Tidak ada pertemuan dengan politisi atau pendeta tingkat tinggi, dan Paus menggunakan mobil Fiat yang dipinjam dari penduduk setempat sebagai “ponsel Paus”.

Kunjungan tersebut baru diumumkan pada pekan lalu, berbeda dengan kunjungan kepausan sebelumnya yang biasanya direncanakan beberapa bulan sebelumnya.

Hanya beberapa jam sebelum mendarat, kapal terbaru yang membawa 166 migran mendarat di Lampedusa, bergabung dengan gelombang migran lainnya yang melarikan diri dari Afrika utara setelah revolusi Arab Spring yang dimulai pada tahun 2011.

Kardinal Antonio Maria Veglio, kepala departemen migran Vatikan, mengatakan dia berharap kunjungan ini akan “menimbulkan keprihatinan nyata dan solidaritas untuk memperbaiki situasi yang sudah tidak manusiawi dan tidak dapat diterima”.

Paus juga memberikan penghormatan kepada penduduk setempat – komunitas nelayan yang berjumlah 6.000 orang di pulau seluas 20 kilometer persegi (delapan mil persegi) – atas bantuan dan toleransi yang mereka tunjukkan kepada manusia perahu.

Lampedusa mengalami peningkatan kedatangan wisatawan dalam beberapa pekan terakhir karena membaiknya kondisi cuaca, dengan sekitar 4.000 kedatangan sepanjang tahun ini – tiga kali lebih banyak dibandingkan periode yang sama tahun 2012.

Namun jumlah tersebut masih jauh dari puncak yang dicapai pada tahun 2011 ketika puluhan ribu orang tiba dalam beberapa bulan ketika kontrol perbatasan laut hancur selama pemberontakan Arab Spring di Afrika Utara.

Sejak tahun 1999, lebih dari 200.000 orang telah tiba di Lampedusa – menjadikan pulau ini salah satu pintu gerbang terbesar bagi migrasi tidak berdokumen ke Eropa.

Laura Boldrini, ketua parlemen Italia dan mantan pejabat PBB yang menangani masalah pengungsi, mengatakan koordinasi penyelamatan di laut “harus ditingkatkan”.

“Hukum harus lebih jelas bahwa mereka harus dibantu.
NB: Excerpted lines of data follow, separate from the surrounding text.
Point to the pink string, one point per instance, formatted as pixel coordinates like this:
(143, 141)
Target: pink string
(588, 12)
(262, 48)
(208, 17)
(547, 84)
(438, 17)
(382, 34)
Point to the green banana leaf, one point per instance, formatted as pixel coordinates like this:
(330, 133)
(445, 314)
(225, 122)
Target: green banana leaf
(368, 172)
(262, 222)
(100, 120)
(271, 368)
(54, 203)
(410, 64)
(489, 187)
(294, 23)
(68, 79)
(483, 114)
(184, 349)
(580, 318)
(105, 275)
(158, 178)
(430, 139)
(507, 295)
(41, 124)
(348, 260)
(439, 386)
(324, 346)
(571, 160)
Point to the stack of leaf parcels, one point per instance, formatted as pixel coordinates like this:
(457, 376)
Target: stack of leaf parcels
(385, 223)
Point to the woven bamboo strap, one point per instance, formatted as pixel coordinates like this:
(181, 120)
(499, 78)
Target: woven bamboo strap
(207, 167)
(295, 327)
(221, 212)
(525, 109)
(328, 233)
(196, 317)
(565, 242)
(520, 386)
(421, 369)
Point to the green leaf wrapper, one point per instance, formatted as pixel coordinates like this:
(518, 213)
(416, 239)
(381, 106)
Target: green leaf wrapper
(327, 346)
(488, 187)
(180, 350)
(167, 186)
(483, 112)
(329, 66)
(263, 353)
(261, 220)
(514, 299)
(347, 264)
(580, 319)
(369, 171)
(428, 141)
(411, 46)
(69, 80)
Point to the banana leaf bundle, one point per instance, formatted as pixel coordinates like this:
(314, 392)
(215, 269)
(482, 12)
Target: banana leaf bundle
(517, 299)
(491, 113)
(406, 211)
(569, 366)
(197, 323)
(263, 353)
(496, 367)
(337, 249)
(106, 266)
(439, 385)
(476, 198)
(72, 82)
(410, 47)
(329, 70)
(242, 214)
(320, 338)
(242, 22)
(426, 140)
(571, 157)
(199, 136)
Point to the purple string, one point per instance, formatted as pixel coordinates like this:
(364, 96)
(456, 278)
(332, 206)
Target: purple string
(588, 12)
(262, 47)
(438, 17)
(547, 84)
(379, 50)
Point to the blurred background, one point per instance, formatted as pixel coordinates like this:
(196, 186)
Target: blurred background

Menyelamatkan mereka adalah tugas hukum dan etika,” katanya dalam wawancara dengan televisi publik Rai.

Komisaris Tinggi PBB untuk Pengungsi memperkirakan bahwa sejauh ini 40 orang telah meninggal pada tahun 2013 – sebagian besar karena tenggelam – ketika mencoba menyeberang dari Afrika Utara, sementara sekitar 500 orang dilaporkan tewas atau hilang pada tahun 2012.